On Post: Come to My Window
Date: January 10, 2013
In Stephen King’s book Salem’s Lot there is a moment where a young boy must resist opening his window and letting in a former classmate hovering just outside his second floor window. It’s a tense moment that recasts the somewhat nonthreatening trope of a vampire only being able come into your home if you invite him or her as something far less easy to turn back. It is simple, brief, and actually doesn’t really figure into the plot at all. However, it’s been something like 16 years since I read it and I still have a distinct memory of it. So much so, in fact, that it was the first image that popped into my mind when “Come to My Window” came up on the old randomizer.
Of course, I didn’t want to just copy that moment. Also, the song’s title is an invitation to the window, not inside. While the lyrics go there, I just chose to ignore that bit and instead imagine how frustrating it would to be a vampire invited up to but inside the house of one’s prey.
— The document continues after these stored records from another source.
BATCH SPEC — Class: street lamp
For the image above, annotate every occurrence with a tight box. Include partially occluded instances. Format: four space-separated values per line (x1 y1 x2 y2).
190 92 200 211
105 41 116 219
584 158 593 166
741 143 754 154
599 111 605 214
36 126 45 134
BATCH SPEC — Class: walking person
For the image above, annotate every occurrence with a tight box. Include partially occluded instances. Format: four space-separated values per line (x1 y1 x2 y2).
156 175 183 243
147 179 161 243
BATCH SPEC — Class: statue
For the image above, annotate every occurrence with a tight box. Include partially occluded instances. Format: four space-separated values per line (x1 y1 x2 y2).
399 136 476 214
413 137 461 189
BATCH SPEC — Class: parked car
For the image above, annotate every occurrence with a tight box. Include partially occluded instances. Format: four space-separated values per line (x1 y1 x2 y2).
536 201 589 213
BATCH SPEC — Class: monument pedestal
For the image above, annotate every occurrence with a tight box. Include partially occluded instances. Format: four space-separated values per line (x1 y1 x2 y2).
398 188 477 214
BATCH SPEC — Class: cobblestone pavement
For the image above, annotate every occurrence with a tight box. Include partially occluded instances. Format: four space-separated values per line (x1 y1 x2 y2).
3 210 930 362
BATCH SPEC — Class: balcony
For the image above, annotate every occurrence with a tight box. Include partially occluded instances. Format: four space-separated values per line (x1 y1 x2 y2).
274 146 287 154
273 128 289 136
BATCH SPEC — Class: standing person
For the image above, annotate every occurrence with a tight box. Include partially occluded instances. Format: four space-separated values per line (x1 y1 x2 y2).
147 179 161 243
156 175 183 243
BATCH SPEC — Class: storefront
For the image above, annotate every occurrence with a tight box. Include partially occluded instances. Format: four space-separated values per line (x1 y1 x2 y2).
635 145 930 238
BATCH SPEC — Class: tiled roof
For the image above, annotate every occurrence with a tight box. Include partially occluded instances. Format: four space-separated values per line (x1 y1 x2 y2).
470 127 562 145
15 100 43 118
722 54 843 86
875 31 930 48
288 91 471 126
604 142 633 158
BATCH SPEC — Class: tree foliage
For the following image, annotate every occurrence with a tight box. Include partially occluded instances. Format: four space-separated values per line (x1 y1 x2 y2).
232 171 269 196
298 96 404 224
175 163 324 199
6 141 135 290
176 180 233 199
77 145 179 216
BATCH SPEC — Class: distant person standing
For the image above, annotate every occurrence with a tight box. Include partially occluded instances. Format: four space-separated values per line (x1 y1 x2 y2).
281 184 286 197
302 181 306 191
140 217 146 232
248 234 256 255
A mature or classic predatory vampire, however, would either use their hypnotic powers—a la the scene in Salem’s—or just blow the damn place up—Fright Night!— so I had to tweak that. Thus, we have a less cool Twilight style vampire. Teenaged, lovelorn, and too focused on happy ever afters to be what he is, a ruthless killing machine with serious sexual powers. Once that was the vampire of the story, the frustration was given focus and made a lot more sense.
I do wonder, as a reader, when it becomes clear to the reader that this character’s wincing and whining (I like him, but let’s be honest, he’s whining) comes from somewhere different than the usual teen difficulties with the opposite sex and crushes. I was pretty half hearted in my efforts to mask it, I thought, at the time, but re-reading it now…the character “feels weird” but doesn’t scream vampire to me until the reveal. Or am I just being too charitable to myself?